JuliaDiff / ChainRulesCore.jl

AD-backend agnostic system defining custom forward and reverse mode rules. This is the light weight core to allow you to define rules for your functions in your packages, without depending on any particular AD system.
Other
257 stars 62 forks source link

Projection for `x:: AbstractRange` #437

Open mcabbott opened 3 years ago

mcabbott commented 3 years ago

If we want something like https://github.com/JuliaArrays/FillArrays.jl/pull/153 to project the gradient of a Fill onto a one-dimensional subspace, then I think we probably want something similar for the gradient of a range, but projecting onto a two-dimensional space, parameterised by the endpoints. Before I lose the bit of scrap paper I wrote this on, I think this would look as follows:

ProjectTo(x::AbstractRange) = ProjectTo{AbstractRange}()

function (project::ProjectTo{AbstractRange})(dx::AbstractVector)
    L = length(dx)
    μ = mean(dx)
    # δ = -sum(diff(dx))/2
    δ = sum(Base.splat(-), zip(dx, @view dx[2:end]))/2
    return LinRange(μ + δ, μ - δ, L)
end

(project::ProjectTo{AbstractRange})(dx::AbstractRange) = dx

Using LinRange allows for zero slope (e.g. for constant dx) and skips the high-precision machinery which StepRangeLen uses to hit endpoints exactly, as I don't think we're concerned about the last digit here. This isn't yet careful about element types etc.

mcabbott commented 3 years ago

The above formula is wrong.
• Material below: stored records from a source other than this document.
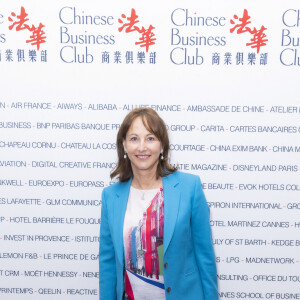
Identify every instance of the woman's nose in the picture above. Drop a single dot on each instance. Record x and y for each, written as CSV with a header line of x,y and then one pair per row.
x,y
142,145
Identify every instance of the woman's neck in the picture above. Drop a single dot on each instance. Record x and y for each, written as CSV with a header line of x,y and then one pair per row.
x,y
146,182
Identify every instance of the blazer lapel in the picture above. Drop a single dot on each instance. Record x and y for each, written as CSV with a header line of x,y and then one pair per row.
x,y
119,214
171,203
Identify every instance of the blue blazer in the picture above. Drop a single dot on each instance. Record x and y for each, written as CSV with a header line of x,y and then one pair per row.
x,y
188,254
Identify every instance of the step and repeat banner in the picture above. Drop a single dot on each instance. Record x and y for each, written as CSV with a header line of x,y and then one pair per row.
x,y
224,75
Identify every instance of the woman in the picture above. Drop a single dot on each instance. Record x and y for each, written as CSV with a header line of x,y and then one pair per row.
x,y
155,237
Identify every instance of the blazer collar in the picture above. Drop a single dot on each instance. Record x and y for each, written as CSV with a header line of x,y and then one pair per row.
x,y
119,215
171,206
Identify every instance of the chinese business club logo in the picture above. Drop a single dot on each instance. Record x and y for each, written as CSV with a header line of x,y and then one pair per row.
x,y
147,37
20,22
258,39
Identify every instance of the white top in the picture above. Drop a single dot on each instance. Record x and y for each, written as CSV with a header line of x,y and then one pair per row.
x,y
143,244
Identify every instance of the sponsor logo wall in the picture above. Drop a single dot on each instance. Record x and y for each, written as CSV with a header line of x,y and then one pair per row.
x,y
224,76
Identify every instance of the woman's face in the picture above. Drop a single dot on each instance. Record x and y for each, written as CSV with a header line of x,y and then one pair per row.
x,y
142,147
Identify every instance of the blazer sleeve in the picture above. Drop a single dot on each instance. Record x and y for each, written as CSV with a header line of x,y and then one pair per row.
x,y
107,263
203,245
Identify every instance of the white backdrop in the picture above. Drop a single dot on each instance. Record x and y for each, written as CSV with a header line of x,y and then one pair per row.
x,y
233,116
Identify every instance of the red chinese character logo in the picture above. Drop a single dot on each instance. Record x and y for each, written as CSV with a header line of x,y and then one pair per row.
x,y
37,34
147,36
259,37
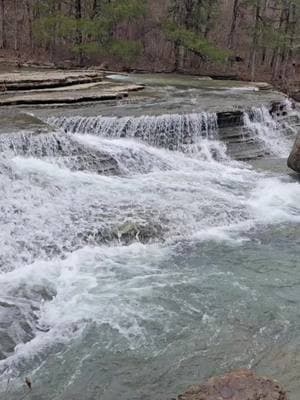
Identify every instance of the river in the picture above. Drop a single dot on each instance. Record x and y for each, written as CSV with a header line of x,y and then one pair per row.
x,y
178,263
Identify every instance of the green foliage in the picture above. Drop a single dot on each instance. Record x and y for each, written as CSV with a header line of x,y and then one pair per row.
x,y
124,10
97,32
127,50
195,43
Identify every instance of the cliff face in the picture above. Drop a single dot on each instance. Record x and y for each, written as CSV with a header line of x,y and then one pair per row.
x,y
294,158
238,385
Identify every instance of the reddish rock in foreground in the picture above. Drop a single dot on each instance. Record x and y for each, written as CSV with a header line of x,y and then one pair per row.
x,y
238,385
294,158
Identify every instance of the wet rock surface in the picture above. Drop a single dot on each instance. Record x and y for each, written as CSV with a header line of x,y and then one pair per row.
x,y
294,158
238,385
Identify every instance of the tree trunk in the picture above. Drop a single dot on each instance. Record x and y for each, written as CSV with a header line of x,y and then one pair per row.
x,y
252,61
78,40
276,54
16,27
235,13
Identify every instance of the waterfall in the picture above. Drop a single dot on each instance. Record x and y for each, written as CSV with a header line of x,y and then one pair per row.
x,y
171,131
272,133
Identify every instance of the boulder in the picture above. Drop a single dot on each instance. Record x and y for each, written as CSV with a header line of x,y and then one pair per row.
x,y
294,158
238,385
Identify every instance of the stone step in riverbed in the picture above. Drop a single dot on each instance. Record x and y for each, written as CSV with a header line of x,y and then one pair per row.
x,y
28,80
69,96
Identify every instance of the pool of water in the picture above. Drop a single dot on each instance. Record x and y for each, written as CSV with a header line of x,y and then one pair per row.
x,y
207,280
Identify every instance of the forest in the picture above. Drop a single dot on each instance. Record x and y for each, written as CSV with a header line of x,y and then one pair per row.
x,y
250,39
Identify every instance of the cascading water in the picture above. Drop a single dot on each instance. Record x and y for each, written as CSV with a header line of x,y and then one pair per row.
x,y
274,134
119,276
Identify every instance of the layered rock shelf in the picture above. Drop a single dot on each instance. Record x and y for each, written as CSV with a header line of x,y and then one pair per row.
x,y
239,385
59,87
68,96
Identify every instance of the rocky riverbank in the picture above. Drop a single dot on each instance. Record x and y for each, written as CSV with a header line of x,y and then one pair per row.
x,y
294,158
59,87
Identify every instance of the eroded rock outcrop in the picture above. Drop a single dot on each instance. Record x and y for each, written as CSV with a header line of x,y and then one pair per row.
x,y
238,385
294,158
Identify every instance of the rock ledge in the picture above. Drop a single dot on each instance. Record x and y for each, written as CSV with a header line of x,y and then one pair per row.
x,y
238,385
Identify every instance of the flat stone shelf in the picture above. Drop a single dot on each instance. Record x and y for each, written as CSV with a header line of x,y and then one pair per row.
x,y
70,96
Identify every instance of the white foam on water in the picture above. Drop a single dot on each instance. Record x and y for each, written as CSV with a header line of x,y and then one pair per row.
x,y
275,136
53,219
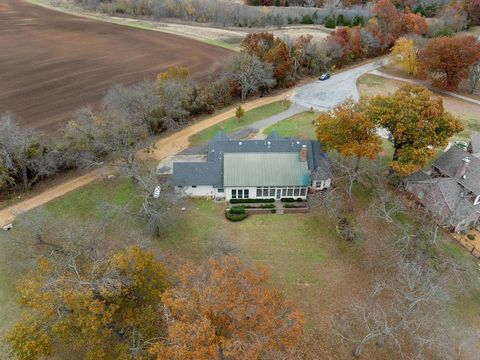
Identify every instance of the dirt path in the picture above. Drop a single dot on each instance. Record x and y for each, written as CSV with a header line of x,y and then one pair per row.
x,y
8,214
167,146
178,141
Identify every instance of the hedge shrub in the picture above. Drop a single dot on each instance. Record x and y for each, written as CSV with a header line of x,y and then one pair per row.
x,y
235,217
237,210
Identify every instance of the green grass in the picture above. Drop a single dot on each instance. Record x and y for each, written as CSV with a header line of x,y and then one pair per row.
x,y
298,126
233,123
88,201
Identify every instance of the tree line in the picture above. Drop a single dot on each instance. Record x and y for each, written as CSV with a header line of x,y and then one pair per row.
x,y
90,298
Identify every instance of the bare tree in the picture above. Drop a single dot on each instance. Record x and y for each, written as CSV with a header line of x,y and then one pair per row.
x,y
138,103
401,314
24,157
474,76
251,74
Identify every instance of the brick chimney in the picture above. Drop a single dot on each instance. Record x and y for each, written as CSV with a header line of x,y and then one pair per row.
x,y
303,153
462,169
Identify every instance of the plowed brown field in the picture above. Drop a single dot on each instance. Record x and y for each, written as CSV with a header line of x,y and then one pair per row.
x,y
53,63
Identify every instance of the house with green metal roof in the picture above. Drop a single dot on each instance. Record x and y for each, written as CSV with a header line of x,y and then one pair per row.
x,y
254,169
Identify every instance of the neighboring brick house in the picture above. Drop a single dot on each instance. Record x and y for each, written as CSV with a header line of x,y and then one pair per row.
x,y
272,168
451,189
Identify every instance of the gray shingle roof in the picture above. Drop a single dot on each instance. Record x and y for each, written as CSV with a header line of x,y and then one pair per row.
x,y
450,162
265,169
211,172
419,176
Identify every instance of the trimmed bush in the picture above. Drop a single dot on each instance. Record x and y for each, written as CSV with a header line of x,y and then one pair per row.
x,y
330,23
251,201
235,217
293,206
237,210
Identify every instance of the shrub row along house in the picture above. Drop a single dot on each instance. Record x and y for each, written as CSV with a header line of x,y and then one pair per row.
x,y
451,188
255,169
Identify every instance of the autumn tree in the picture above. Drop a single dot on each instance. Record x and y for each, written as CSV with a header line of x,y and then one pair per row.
x,y
239,113
348,130
417,122
447,60
90,304
406,54
226,310
472,7
474,76
271,50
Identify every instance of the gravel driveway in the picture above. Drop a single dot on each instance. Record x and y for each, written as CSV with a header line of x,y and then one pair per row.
x,y
324,95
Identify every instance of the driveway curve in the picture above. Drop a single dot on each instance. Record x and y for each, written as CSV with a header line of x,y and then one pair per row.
x,y
324,95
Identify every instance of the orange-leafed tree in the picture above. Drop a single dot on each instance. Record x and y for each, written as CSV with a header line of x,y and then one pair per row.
x,y
271,50
88,305
226,310
348,130
472,7
417,123
446,60
413,23
406,54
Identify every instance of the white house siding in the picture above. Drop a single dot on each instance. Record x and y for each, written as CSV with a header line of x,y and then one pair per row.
x,y
322,184
198,191
268,192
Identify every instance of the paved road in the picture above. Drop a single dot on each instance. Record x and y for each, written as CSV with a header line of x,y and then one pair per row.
x,y
294,109
324,95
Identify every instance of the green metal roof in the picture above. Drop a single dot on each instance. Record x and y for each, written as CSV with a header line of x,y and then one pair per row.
x,y
265,169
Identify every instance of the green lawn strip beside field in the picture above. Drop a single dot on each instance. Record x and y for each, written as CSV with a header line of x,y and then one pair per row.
x,y
300,126
134,23
233,123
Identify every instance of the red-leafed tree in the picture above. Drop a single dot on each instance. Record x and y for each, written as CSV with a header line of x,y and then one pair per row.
x,y
338,44
447,60
272,50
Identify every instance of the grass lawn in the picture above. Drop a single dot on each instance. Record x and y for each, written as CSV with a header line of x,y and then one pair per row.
x,y
87,203
469,113
298,126
233,124
306,258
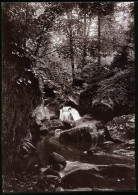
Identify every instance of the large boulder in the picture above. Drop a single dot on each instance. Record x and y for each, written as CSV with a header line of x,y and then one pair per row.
x,y
122,128
99,177
82,133
50,111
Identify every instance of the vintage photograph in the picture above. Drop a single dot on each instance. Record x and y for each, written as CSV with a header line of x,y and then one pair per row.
x,y
68,96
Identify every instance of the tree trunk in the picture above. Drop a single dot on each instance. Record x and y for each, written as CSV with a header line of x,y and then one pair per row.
x,y
71,44
99,46
84,42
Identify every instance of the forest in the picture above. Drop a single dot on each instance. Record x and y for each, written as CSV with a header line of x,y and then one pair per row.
x,y
68,96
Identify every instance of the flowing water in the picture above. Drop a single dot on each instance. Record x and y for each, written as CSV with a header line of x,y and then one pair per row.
x,y
108,166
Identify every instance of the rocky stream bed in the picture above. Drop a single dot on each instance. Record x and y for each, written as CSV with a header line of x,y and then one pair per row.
x,y
81,155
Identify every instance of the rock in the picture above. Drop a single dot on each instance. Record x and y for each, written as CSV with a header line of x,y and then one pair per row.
x,y
110,97
117,176
54,109
122,128
82,133
57,133
52,125
48,171
78,82
55,160
114,96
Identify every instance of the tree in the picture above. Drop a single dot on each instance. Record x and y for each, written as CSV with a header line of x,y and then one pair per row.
x,y
101,9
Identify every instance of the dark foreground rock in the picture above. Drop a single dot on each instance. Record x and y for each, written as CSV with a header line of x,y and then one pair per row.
x,y
55,160
114,176
110,97
122,128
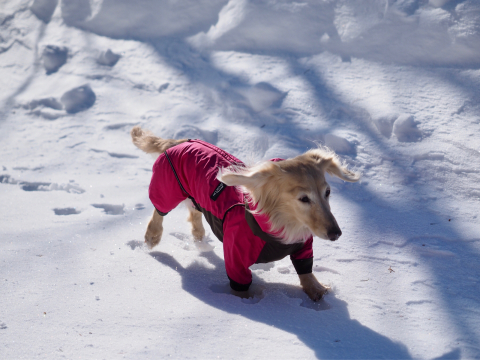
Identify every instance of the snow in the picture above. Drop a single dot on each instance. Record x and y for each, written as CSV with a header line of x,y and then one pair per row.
x,y
392,86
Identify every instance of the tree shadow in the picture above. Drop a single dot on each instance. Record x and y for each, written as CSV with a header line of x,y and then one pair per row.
x,y
330,333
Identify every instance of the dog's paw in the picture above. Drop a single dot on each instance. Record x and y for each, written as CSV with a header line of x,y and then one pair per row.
x,y
312,287
316,292
198,234
152,238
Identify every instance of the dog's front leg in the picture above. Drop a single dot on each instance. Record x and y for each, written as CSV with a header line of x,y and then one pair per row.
x,y
312,287
154,230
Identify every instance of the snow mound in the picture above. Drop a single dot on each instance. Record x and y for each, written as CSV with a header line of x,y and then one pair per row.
x,y
405,129
54,57
339,144
108,58
78,99
44,9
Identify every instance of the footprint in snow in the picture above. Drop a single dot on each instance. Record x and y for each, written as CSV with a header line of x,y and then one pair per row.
x,y
41,186
111,209
66,211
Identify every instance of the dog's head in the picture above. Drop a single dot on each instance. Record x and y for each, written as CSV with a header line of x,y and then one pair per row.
x,y
293,193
Correct versions are here: https://github.com/mcabbott/OddArrays.jl/blob/6c3ef3ab5ebf05c8aa6aa030590456200715be0f/src/OddArrays.jl#L814-L838

And the motivation is things like this:

julia> gradient(x -> (2 .* x)[1], 0:0.2:1)  # natural
([2.0, 0.0, 0.0, 0.0, 0.0, 0.0],)

julia> gradient(first, LinRange(0,1,5))  # structural
((start = 1.0, stop = nothing, len = nothing, lendiv = nothing),)

julia> gradient(x -> first(2 .* x), LinRange(0,1,5))
ERROR: DimensionMismatch("x and y are of different lengths!")
Stacktrace:
  [1] dot(x::Tangent{Any, NamedTuple{(:start, :stop, :len, :lendiv), Tuple{Float64, ZeroTangent, ZeroTangent, ZeroTangent}}}, y::LinRange{Float64, Int64})

julia> gradient(x -> first(LinRange(x,1,5)), 0)
(1.0,)

julia> gradient(x -> (2 .* LinRange(x,1,5))[1], 0)
ERROR: Need an adjoint for constructor LinRange{Float64, Int64}. Gradient is of type Vector{Float64}